Além disso, veja-se que, no transporte de pessoas, esse exercício
não se condiciona, propriamente, ao início do percurso, eis que mesmo durante o
trajeto poderá haver desistência. A previsão de desistência para o transporte
de mercadorias até sua entrega reforça antigo entendimento que via nesta
espécie um contrato real, somente aperfeiçoado com a tradição da coisa a ser
transportada. Mas, como se viu nos comentários ao CC 730, o contrato de
transporte, mesmo de cargas, é consensual, sendo que a entrega já constitui ato
de execução.
De mais a mais, nada impedia que a lei estabelecesse, mesmo assim,
a possibilidade de arrependimento. Porém, ao fazê-lo, exatamente porque o
contrato já estaria então aperfeiçoado, não eximiu o desistente de compor as
perdas e danos provocadas pelo seu arrependimento. É possível a fixação prévia
desse valor, por acordo das partes, mediante o estabelecimento de cláusula
penal, malgrado sem limite que se determinou para o transporte de pessoas, mas
atendendo-se ao princípio de equilíbrio das relações contratuais que permeia o
ordenamento como um todo (CF 3º, I), não só o CDC 53. A propósito, remete-se
aos comentários do CC 732.
Bem de ver que, no Decreto n. 19.473/30, particularmente em seu
art. 7º, facultava-se ao remetente, todavia então obrigado a pagar o frete por
inteiro, exigir o desembarque imediato da mercadoria, mesmo já em trânsito,
portanto ainda depois de sua entrega (right of stopage in transitu). Nem
se considera que essa possibilidade esteja excluída pelo atual Código Civil,
apenas se ressalvando a verificação de eventual prejuízo maior, inclusive, quanto
aos lucros cessantes, que se componha pelo pagamento integral do frete, sempre
observada eventual abusividade, conforme o dano real comprovado no caso
concreto.
Mas, além da desistência, o
preceito em questão permite que o expedidor altere o destino da carga, tal qual
já se continha no art. 113 do Código Comercial. Ao que se entende, tal
alteração poderá ser feita mesmo quando a mercadoria já estiver em trânsito,
sempre mediante o ressarcimento do acréscimo de despesas que a contraordem pode
induzir, inclusive reajuste do frete, se for o caso. A ressalva, porém, que se
há de fazer quanto a qualquer alteração que se faça com relação ao destino de
mercadoria cujo deslocamento já se iniciou é a eventual onerosidade excessiva
que a variação pode ensejar e que persista mesmo diante da revisão do frete.

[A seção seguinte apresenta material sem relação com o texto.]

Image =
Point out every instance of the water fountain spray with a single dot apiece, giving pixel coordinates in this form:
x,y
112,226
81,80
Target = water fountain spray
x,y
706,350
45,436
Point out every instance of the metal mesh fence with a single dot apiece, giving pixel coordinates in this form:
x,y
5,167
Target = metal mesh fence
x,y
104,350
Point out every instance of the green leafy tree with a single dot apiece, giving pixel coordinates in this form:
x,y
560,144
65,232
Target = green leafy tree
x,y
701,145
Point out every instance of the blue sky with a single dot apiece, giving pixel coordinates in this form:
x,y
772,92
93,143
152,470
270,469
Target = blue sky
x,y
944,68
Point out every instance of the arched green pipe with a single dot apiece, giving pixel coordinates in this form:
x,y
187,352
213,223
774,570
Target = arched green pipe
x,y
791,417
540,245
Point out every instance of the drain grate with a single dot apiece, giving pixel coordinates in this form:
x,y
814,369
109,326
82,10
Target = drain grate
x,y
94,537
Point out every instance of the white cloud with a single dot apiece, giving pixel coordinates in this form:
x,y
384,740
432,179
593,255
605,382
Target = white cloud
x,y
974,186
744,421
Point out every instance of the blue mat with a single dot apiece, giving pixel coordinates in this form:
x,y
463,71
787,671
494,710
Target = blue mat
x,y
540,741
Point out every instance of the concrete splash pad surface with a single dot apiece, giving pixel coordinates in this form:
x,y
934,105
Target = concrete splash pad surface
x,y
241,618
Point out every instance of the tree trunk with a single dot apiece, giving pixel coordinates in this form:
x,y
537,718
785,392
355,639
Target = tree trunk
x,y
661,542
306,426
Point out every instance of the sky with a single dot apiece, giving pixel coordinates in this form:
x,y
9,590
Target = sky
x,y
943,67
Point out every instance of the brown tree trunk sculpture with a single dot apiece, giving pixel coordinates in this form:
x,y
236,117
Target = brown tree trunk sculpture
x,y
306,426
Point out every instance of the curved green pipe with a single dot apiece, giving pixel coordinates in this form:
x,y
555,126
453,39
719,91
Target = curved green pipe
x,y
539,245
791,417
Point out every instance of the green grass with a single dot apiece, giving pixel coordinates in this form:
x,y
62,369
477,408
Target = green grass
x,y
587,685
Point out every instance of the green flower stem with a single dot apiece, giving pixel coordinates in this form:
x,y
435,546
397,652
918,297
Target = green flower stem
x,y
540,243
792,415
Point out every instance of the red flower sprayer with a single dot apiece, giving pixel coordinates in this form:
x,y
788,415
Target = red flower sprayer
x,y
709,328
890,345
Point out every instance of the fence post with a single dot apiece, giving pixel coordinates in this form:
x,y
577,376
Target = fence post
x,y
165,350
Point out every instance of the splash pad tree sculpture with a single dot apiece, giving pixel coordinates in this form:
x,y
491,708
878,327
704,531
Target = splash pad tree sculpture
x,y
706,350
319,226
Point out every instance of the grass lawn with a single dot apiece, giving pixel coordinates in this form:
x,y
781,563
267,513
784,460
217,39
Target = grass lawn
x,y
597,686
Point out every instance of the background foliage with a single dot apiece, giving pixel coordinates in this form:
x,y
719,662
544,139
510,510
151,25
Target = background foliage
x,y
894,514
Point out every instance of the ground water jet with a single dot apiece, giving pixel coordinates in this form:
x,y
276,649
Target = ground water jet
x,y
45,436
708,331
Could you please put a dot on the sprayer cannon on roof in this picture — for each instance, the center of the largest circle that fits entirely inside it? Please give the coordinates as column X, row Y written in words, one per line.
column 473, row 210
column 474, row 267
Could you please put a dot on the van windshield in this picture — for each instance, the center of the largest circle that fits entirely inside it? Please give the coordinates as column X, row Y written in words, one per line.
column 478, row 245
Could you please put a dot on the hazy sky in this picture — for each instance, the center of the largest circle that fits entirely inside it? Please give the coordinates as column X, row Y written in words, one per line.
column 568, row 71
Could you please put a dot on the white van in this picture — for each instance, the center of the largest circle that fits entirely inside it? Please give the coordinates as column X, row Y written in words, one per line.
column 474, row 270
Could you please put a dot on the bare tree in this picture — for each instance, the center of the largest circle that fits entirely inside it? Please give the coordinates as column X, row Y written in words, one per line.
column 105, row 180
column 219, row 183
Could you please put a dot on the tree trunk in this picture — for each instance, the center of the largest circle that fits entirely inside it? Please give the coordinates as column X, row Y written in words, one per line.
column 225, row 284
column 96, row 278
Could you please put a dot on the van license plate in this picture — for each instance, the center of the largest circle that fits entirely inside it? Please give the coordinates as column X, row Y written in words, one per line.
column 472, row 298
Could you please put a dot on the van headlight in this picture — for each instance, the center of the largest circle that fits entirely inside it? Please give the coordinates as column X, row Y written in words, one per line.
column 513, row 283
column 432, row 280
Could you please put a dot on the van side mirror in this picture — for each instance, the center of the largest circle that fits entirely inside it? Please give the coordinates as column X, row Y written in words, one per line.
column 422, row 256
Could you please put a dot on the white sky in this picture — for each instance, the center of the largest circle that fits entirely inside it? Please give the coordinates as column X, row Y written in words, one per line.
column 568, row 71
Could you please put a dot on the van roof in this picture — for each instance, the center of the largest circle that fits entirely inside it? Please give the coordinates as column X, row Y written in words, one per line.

Essa situação autoriza a recusa da alteração pelo transportador, tal qual o
caso em que não se acorda o reajuste do frete devido pelo acréscimo de esforço
para o serviço alterado, quando então o transportador permanece com a obrigação
de entrega no local do destino original. (Claudio Luiz Bueno de Godoy, apud Código Civil Comentado: Doutrina e Jurisprudência: Lei n.
10.406, de 10.02.2002. Coord. Cezar Peluso – Vários autores. 4ª ed. rev. e
atual., p. 770-771 - Barueri, SP: Manole, 2010. Acesso 23/01/2020. Revista e
atualizada nesta data por VD).
Na toada de Ricardo
Fiuza, como no transporte de pessoas, em que o passageiro tem direito a
rescindir o contrato antes de iniciada a viagem (CC 740), no transporte de
mercadoria, até a entrega da coisa, pode o remetente desistir do transporte e
pedi-la de volta, ou ordenar que seja entregue a outro destinatário. Em ambos
os casos, terá de pagar os acréscimos de despesa decorrentes da contraordem,
mais as perdas e danos que houver. (Direito
Civil - doutrina, Ricardo Fiuza – p. 394 apud Maria Helena Diniz Código
Civil Comentado já impresso pdf 16ª
ed., São Paulo, Saraiva, 2.012, pdf, Microsoft Word. Acesso em 23/01/2020, corrigido e
aplicadas as devidas atualizações VD).
Sob a luz de Luís Paulo Cotrim Guimarães e Samuel Mezzalira, o
contrato de transporte de coisa é realizado entre o expedidor e o
transportador. O destinatário não é parte, a menos que ele mesmo seja o
expedidor. O dispositivo confirma o poder de disposição que tem o expedidor
sobre a coisa. É ele quem determina a quem a mercadoria deverá ser entregue e
tem assegurado o direito de alterar a destinação do bem, ficando obrigado ao
pagamento dos acréscimos provenientes da alteração de desígnios. (Luís Paulo Cotrim
Guimarães e Samuel Mezzalira apud Direito.com acesso
em 23.01.2020, corrigido e aplicadas as devidas atualizações VD).